The Thriving Stars of AI research summit was open to the public, attracting attendees both within and outside the MIT community. Many attendees were researchers in fields outside of AI who wanted a glimpse into their colleagues’ thoughts. “[I was curious] how they see the world and solve problems,” said Lakshita Boora, a PhD student in organizational behavior at Michigan State University, who added an MIT visit to her Boston vacation when she realized she could attend the summit.
In the venue’s cozy atmosphere, audience members felt connected with the speakers, especially when they shared their personal stories. For Sara Pidò, a visiting PhD student in computer science at MIT, a memorable part of the summit was hearing the speakers’ challenges with balancing their professional and personal obligations. “I learned I’m not alone in this,” she said. Whenever the speakers shared their achievements – such as when Chen announced her upcoming job as an assistant professor at the University of California at Berkeley – the room immediately exploded with applause and cheers. “It felt good to see people succeeding and reaching their goals,” said Katia Oussar, a MS/PhD student in computer science at the University of Massachusetts Lowell.

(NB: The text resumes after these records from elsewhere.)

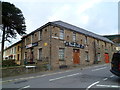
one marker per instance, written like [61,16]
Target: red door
[106,58]
[76,56]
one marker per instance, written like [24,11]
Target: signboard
[74,44]
[32,45]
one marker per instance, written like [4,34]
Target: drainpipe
[50,46]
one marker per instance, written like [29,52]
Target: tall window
[74,36]
[18,57]
[86,56]
[61,34]
[61,54]
[98,56]
[40,54]
[40,34]
[18,48]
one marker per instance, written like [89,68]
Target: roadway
[97,76]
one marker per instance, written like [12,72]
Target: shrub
[10,62]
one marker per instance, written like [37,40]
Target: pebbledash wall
[63,44]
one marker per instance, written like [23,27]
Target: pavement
[96,76]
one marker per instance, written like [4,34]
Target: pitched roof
[80,30]
[72,28]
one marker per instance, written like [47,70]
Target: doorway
[106,57]
[76,56]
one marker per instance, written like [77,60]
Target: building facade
[63,44]
[14,52]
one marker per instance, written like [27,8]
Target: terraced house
[14,52]
[63,44]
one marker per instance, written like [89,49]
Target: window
[61,54]
[15,50]
[18,57]
[98,56]
[86,56]
[86,40]
[40,54]
[61,34]
[40,34]
[25,55]
[74,36]
[18,48]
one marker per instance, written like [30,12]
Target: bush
[10,62]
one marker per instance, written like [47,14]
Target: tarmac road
[90,77]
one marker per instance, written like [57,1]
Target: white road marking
[100,65]
[63,77]
[35,76]
[112,76]
[99,69]
[92,85]
[111,86]
[105,79]
[27,86]
[24,87]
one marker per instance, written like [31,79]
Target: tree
[13,22]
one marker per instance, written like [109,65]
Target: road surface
[90,77]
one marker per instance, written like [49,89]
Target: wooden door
[76,56]
[106,58]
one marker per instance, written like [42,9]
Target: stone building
[14,52]
[63,44]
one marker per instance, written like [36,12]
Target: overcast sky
[98,16]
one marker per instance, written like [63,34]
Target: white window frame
[61,54]
[98,57]
[86,56]
[40,35]
[61,34]
[85,39]
[39,54]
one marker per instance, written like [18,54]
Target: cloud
[59,13]
[87,5]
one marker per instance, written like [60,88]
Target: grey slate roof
[80,30]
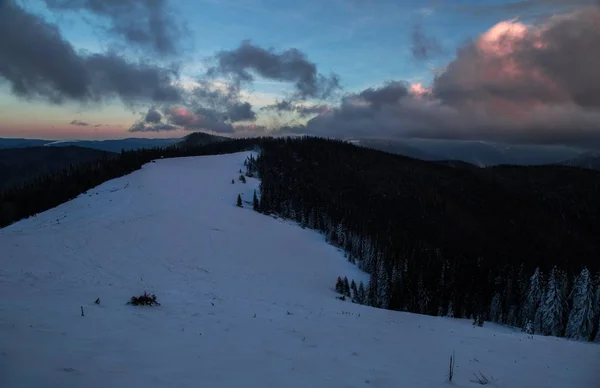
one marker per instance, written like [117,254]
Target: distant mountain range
[20,165]
[586,160]
[477,153]
[115,145]
[22,160]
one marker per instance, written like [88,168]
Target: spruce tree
[496,309]
[371,294]
[346,286]
[553,306]
[339,286]
[354,289]
[362,296]
[597,305]
[533,300]
[255,204]
[581,318]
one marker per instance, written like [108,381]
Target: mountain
[473,152]
[20,165]
[113,145]
[116,145]
[396,147]
[21,143]
[246,299]
[589,160]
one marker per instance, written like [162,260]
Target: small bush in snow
[481,379]
[451,371]
[144,300]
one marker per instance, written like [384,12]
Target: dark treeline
[510,244]
[50,190]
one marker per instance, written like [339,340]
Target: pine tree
[581,318]
[496,309]
[346,287]
[371,294]
[534,297]
[354,289]
[597,305]
[553,306]
[362,296]
[255,204]
[339,286]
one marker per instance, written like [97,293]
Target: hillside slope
[247,300]
[20,165]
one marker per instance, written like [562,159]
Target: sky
[514,71]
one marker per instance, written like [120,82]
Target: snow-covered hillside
[247,301]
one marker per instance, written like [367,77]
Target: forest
[509,244]
[513,245]
[47,191]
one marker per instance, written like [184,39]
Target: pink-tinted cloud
[514,83]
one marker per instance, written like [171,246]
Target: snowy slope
[247,301]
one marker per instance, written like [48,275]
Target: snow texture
[247,300]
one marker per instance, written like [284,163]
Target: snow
[247,300]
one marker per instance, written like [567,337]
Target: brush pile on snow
[144,300]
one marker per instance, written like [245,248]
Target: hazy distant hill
[199,139]
[21,143]
[117,145]
[112,145]
[587,160]
[474,152]
[19,165]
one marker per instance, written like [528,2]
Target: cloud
[300,109]
[153,116]
[145,23]
[524,6]
[516,83]
[79,123]
[290,65]
[157,127]
[423,46]
[241,111]
[37,62]
[201,119]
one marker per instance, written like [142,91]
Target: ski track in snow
[247,300]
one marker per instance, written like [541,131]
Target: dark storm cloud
[523,6]
[145,23]
[153,116]
[515,83]
[290,65]
[391,93]
[79,123]
[37,62]
[157,127]
[422,46]
[300,109]
[241,112]
[200,119]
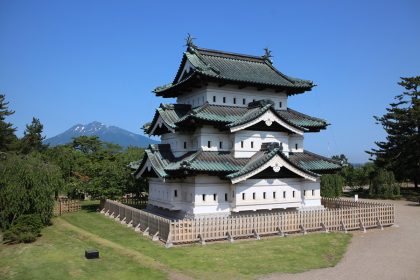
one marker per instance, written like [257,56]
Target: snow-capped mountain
[106,133]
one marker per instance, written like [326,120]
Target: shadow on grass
[90,205]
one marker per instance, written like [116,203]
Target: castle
[231,144]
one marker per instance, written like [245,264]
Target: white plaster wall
[199,96]
[257,138]
[293,140]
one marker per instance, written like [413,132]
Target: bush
[331,185]
[383,184]
[26,229]
[27,186]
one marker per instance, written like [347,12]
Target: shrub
[331,185]
[26,229]
[383,184]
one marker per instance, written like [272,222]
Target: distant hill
[106,133]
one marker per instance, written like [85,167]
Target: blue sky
[69,62]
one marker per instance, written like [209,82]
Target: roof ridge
[219,53]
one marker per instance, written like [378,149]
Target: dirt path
[393,253]
[135,255]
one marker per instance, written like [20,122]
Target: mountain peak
[112,134]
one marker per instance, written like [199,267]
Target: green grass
[59,254]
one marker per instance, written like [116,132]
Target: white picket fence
[340,215]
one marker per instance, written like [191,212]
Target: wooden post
[303,229]
[362,226]
[256,235]
[324,228]
[155,236]
[378,222]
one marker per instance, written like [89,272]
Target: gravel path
[393,253]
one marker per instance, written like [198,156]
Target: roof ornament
[267,55]
[189,41]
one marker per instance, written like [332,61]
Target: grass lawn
[125,254]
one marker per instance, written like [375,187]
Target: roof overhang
[277,162]
[268,118]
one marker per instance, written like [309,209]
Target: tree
[400,152]
[7,131]
[32,137]
[27,186]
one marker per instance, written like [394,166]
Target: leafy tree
[7,131]
[400,152]
[32,137]
[383,184]
[27,185]
[331,185]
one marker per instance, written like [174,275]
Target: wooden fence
[344,215]
[138,203]
[64,205]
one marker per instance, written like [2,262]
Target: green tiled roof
[233,68]
[229,116]
[166,165]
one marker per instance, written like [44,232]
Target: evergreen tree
[400,152]
[32,138]
[7,131]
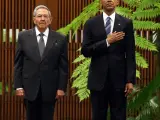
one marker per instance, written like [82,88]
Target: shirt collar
[112,16]
[46,32]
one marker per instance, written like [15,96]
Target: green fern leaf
[147,4]
[81,68]
[124,12]
[132,3]
[146,25]
[146,14]
[145,44]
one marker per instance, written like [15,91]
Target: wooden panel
[15,16]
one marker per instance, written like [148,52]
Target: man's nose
[42,18]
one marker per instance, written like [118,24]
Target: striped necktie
[108,25]
[41,44]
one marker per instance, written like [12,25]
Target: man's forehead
[42,10]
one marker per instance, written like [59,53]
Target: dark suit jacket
[116,62]
[50,72]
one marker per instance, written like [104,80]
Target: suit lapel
[34,44]
[117,24]
[50,41]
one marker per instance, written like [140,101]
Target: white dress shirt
[112,16]
[45,37]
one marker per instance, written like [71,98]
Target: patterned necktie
[108,25]
[41,44]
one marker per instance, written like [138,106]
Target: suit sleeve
[89,47]
[63,67]
[18,65]
[130,53]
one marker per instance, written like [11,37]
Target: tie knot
[41,34]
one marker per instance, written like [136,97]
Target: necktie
[108,25]
[41,44]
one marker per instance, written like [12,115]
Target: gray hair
[39,7]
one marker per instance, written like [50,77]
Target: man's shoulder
[95,18]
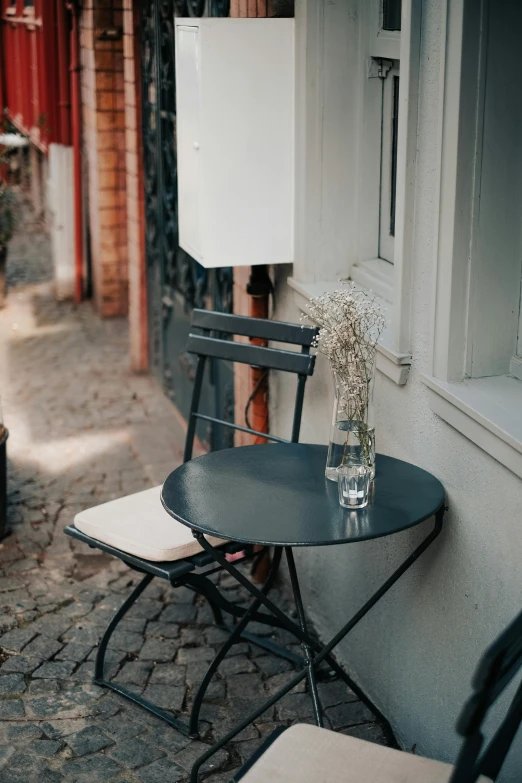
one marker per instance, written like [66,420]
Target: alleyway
[83,430]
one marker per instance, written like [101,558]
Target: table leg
[318,710]
[322,653]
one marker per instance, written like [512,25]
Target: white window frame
[515,368]
[485,409]
[338,129]
[386,239]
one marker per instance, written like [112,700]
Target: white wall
[60,203]
[415,653]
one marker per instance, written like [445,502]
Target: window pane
[391,14]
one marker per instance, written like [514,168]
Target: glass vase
[352,435]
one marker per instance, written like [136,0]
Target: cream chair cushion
[139,525]
[308,754]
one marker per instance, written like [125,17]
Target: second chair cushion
[139,525]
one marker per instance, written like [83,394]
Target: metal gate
[176,283]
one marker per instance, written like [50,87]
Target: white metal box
[235,140]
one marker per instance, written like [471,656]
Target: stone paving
[84,430]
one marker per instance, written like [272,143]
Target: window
[391,15]
[476,383]
[515,367]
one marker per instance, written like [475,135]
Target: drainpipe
[77,153]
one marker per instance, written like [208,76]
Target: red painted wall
[34,60]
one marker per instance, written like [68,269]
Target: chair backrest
[499,665]
[207,339]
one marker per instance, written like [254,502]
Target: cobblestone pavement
[83,430]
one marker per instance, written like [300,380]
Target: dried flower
[350,323]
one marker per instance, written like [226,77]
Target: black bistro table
[277,495]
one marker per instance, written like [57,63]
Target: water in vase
[351,442]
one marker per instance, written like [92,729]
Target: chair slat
[277,331]
[274,359]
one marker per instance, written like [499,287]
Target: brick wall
[134,180]
[104,146]
[246,378]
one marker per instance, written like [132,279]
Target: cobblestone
[84,430]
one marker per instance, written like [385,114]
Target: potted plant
[3,475]
[7,227]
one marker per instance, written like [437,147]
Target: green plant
[7,215]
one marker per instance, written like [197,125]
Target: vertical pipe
[64,100]
[77,153]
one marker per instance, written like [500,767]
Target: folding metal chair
[308,754]
[137,529]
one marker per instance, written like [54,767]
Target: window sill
[485,410]
[394,365]
[375,274]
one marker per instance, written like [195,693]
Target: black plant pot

The Thriving Stars of AI research summit is part of the Thriving Stars initiative to improve gender representation in the PhD program in EECS. Through this summit, researchers of underrepresented genders gained a platform to share their research and perspectives on a critical societal issue. In this way, the summit furthers the Thriving Stars mission “to ensure that the field of computing and information science fully represents the spectrum of humanity and is sensitive to our needs, our differing perspectives, and our very many shared challenges,” Ozdaglar said. Thriving Stars plans to host more research summits in the future to tackle other important technological challenges in our society.
As the four AI summit speakers move forward in their careers, they plan to carefully consider the double-edged social implications of AI in their research. “Technology has this ability to magnify what’s already there,” Chen said. “It can make people even more productive; it can also exacerbate existing biases.” With researchers being mindful of the hazards of AI and actively tackling its negative effects, the future for AI is hopeful.